Kalbin İnşirâhı Nasıl Olur?

İHSAN

Kalbin kapısı nasıl açılır ve genişler? “Kalbin inşirâhı nasıl olur, yâ Rasûlullah?” sorusuna Hz. Peygamber’in (sav.) verdiği cevap.

Ayet-i kerimede buyrulur:

“İnsanların küllîsi mertebede müsavî olur mu? Elbette olamaz. Zîra o kimseler ki Allah Teâlâ İslâm’ı kabule kalbini vâsî kıldı, nûrlandırdı, o kimse Rabbinden hidayet üzerinedir. Azâb-ı azîm de, zikr-i ilâhîyi işitmekten kalbi katı olanlar içindir. İşte kalbi katı olanlar açık bir dalâlet içindedirler.” (Zümer Sûresi, 22)

KALBİN İNŞİRAHI NASIL OLUR?

Cenâb-ı Allah İslâmiyet’i kabul eden mü’minlerin kalbini genişletip hidayet nûrunu kalbinde parlatır, tecellî ettirir. O nûr sebebiyle inkişaf-ı tâm ve kemal-î yakîn husûle gelir. Buna mukâbil, o kimseler ki kalbi zikrullahı işitmekten ve zikr-i Hak’tan mahrum kalarak zulmet ve kasvet-i kalbe dûçâr oldular, onlar için de veyl, helâk vardır.

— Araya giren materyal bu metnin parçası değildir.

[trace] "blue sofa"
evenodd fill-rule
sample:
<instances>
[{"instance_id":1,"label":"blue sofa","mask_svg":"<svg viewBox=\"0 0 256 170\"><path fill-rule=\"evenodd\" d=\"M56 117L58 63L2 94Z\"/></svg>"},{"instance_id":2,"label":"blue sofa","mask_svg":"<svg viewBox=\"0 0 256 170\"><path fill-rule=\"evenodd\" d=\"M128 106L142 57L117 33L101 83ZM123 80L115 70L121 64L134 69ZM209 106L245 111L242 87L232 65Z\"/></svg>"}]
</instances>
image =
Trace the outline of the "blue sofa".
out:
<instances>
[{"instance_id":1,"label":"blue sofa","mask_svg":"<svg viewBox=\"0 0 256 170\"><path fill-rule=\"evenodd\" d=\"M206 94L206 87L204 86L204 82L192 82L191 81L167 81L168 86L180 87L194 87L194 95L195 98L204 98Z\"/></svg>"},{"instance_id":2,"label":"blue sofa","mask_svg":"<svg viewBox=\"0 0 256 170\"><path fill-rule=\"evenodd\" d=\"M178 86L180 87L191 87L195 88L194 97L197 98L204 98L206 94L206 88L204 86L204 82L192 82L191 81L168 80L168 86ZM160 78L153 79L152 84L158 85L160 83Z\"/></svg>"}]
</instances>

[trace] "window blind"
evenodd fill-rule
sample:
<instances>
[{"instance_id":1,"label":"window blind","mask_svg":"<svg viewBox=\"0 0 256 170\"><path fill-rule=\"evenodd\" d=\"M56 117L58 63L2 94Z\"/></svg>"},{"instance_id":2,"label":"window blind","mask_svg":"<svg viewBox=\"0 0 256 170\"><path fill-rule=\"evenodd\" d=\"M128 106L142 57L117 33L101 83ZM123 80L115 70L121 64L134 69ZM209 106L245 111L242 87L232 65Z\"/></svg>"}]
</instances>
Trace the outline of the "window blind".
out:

Bu âyet-i celîleyi Rasûlullah -sallallâhu aleyhi ve sellem Efendimiz okuyunca huzur-ı risâlette bulunanlar sordular ki:

– Kalbin inşirâhı nasıl olur, yâ Rasûlullah?

Rasûlullah -sallallâhu aleyhi ve sellem-:

– Mârifet-i ilâhî kalbe girince, kalbin kapısı açılır, genişler, buyurunca:

– Buna alâmet nedir, dediler. Buyurdular ki:

– Buna alâmet dâr-ı âhirete tedârik üzere bulunmak ve ölüm gelmezden evvel hazırlanmak ve lüzumundan fazla dünyaya rağbet etmemektir.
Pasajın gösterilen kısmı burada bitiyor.